You can define an array of up to three push notification limits (subrules), and specify up to three actions that are triggered sequentially as the user reaches each limit. Select increasingly restrictive actions as the number of push notifications that are ignored or denied increases within the defined time period.

For example, within a 5-minute period:

  • After 5 push notifications, the user must authenticate with a security key.
  • After 10 push notifications, the user must authenticate using biometrics, or number matching (future feature).
  • After 15 push notifications, the user is denied access.
Limit push notifications rule showing the time period to which the limit applies, and three notification limits, defining the number of push notifications received during the time period, and the action that should be triggered when the limit is reached.

By default, only one limit is shown, however up to three limits can be defined. If you select Deny for the first or second limit action, no further actions can be specified.

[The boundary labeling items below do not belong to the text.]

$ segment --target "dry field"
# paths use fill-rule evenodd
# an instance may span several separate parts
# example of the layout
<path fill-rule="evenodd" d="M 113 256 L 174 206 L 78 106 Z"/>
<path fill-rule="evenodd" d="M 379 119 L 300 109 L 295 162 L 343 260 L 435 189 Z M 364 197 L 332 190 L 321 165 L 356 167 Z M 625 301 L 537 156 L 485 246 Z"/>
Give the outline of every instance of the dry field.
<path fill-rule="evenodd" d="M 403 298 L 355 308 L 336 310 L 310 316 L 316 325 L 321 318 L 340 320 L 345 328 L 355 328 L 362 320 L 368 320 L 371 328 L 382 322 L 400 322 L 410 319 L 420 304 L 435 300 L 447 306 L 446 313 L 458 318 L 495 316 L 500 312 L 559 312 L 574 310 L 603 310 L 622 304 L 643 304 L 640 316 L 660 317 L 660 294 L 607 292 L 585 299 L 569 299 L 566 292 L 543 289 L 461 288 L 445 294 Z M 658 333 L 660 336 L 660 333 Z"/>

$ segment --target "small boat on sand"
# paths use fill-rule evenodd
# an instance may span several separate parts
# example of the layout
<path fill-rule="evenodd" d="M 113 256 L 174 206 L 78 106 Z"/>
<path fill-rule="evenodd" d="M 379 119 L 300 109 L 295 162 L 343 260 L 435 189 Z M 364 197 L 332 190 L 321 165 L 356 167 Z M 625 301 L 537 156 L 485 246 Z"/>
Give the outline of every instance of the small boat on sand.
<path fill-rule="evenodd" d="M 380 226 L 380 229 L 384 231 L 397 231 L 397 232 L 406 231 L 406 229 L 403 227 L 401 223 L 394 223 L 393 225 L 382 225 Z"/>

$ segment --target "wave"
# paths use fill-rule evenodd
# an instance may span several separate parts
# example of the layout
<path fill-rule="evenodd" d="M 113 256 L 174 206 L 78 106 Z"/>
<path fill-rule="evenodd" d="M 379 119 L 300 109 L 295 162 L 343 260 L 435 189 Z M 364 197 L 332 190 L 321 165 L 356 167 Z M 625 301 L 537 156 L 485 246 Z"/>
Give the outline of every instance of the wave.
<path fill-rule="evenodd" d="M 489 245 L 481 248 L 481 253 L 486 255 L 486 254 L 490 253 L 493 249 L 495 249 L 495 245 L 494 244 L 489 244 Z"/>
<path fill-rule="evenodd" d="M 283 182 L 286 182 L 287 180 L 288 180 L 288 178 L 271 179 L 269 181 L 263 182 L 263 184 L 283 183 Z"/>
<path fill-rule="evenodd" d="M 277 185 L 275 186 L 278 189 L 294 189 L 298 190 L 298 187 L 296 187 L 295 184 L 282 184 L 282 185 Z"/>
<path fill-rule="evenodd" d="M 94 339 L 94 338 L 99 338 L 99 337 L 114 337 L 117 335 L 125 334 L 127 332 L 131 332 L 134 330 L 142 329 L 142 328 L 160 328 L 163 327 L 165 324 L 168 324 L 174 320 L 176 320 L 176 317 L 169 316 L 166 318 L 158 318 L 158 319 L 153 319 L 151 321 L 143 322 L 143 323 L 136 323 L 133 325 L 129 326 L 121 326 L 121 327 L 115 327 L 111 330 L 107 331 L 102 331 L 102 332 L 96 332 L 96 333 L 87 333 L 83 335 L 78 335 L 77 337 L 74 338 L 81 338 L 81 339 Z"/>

  1. From within the relevant policy, click + Add Rule and from the list, select Limit push notifications.
    The Limit Push Notifications rule wizard opens.
  2. In the Time Period field, select the time period within which the push notifications limit is to apply (1-120 minutes).
  3. To define a push notification limit:
    1. In the After Push field, select the number of push notifications a user can receive within the time period specified, and in the Action field, select the action triggered when the limit is reached. Choose from the following actions:
      • Deny: Deny access after the number of push notifications is reached.
      • Allowed Methods: Click Allowed Methods to reveal a list of authentication methods allowed by this policy, and then select the check box of each authentication method that you want to allow for this rule. See Rule authentication actions for description per authentication type.
    2. Click Add to add another push notification limit.
  4. Click Save.
  5. In the Policy list, click and drag the new policy and place it in the order in which you want it to be considered. Click Save Order.
To ensure the policy is applied to your organization, go to PingID > Configuration and ensure Enforce Policy is set to Enabled.